Career
Born in Chicago, Illinois into a middle-class Irish American Catholic family, she began her acting career after winning a beauty contest sponsored by Universal Pictures. Her father John Philbin was born in Ballinrobe, County Mayo, Ireland.
Mary Philbin made her screen debut in 1921 and during the 1920s she became a highly successful film actress and starred in a number of high profile films, most notably in D. W. Griffith's 1928 film Drums of Love.
In 1922 Philbin was awarded at the first annual WAMPAS Baby Stars awards, a promotional campaign sponsored by the Western Association of Motion Picture Advertisers in the United States, which honored thirteen young women each year whom they believed to be on the threshold of movie stardom.
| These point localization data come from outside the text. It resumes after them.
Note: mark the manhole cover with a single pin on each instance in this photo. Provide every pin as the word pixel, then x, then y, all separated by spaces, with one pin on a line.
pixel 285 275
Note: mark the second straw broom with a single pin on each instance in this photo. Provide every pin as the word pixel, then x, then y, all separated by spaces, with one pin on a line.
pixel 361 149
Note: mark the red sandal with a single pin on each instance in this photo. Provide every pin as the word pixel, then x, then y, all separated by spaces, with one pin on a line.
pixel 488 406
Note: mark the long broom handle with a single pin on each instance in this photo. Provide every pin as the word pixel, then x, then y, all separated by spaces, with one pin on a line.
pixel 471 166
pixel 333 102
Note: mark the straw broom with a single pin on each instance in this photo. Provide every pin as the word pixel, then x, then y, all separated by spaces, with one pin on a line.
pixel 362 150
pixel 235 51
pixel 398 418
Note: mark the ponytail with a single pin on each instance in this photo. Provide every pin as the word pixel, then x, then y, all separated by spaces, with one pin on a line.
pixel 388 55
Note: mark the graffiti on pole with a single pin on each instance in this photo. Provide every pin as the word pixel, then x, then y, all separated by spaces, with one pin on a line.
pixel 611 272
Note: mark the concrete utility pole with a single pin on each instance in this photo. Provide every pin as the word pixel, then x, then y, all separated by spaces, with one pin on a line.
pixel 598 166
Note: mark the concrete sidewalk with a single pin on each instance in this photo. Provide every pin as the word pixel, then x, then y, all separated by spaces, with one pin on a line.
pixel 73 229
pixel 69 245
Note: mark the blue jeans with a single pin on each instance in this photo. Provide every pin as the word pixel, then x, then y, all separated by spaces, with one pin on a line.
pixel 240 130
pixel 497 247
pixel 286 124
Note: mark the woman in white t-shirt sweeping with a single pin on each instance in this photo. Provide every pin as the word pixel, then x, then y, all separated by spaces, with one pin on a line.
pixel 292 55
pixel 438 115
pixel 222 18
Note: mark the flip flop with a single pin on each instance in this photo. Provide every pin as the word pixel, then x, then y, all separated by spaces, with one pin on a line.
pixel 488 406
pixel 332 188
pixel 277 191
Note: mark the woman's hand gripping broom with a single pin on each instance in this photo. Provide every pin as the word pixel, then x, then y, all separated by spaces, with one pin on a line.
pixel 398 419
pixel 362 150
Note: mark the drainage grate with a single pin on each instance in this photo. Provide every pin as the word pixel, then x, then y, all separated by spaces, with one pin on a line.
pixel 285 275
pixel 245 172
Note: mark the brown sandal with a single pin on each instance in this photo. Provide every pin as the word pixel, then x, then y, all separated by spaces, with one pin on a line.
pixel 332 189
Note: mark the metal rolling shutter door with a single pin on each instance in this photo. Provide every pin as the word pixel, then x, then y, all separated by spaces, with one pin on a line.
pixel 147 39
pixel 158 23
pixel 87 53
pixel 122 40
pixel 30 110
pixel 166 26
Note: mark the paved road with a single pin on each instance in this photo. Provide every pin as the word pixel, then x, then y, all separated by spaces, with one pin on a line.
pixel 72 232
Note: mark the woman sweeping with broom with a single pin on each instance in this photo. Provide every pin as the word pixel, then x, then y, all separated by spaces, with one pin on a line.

Like so many publicly acclaimed silent film actors and actresses however, Philbin was unable to continue a successful acting career during the talkie era of the early 1930s.
Philbin played a few parts during the early talkie era and most notably dubbed her own voice when The Phantom of the Opera was given sound and rereleased.
Philbin retired from the screen in the early 1930s and devoted her life to caring for her aging parents. She was engaged in 1927 to Universal Studio executive, Paul Kohner; but due to her parents dissuasion from the union (as she was Catholic and he was a staunch Czech Jew), she called off the engagement. And in 1935 was also engaged to a young police officer named David McCarrison but was also called off.
She never married and rarely made public appearances. One rare public appearance by Philbin occurred in her later years at the Los Angeles opening of the Andrew Lloyd Webber musical The Phantom of the Opera.
Mary Philbin died of pneumonia, aged 89, in Huntington Beach, California in 1993 and was buried at the Calvary Cemetery in Los Angeles, California.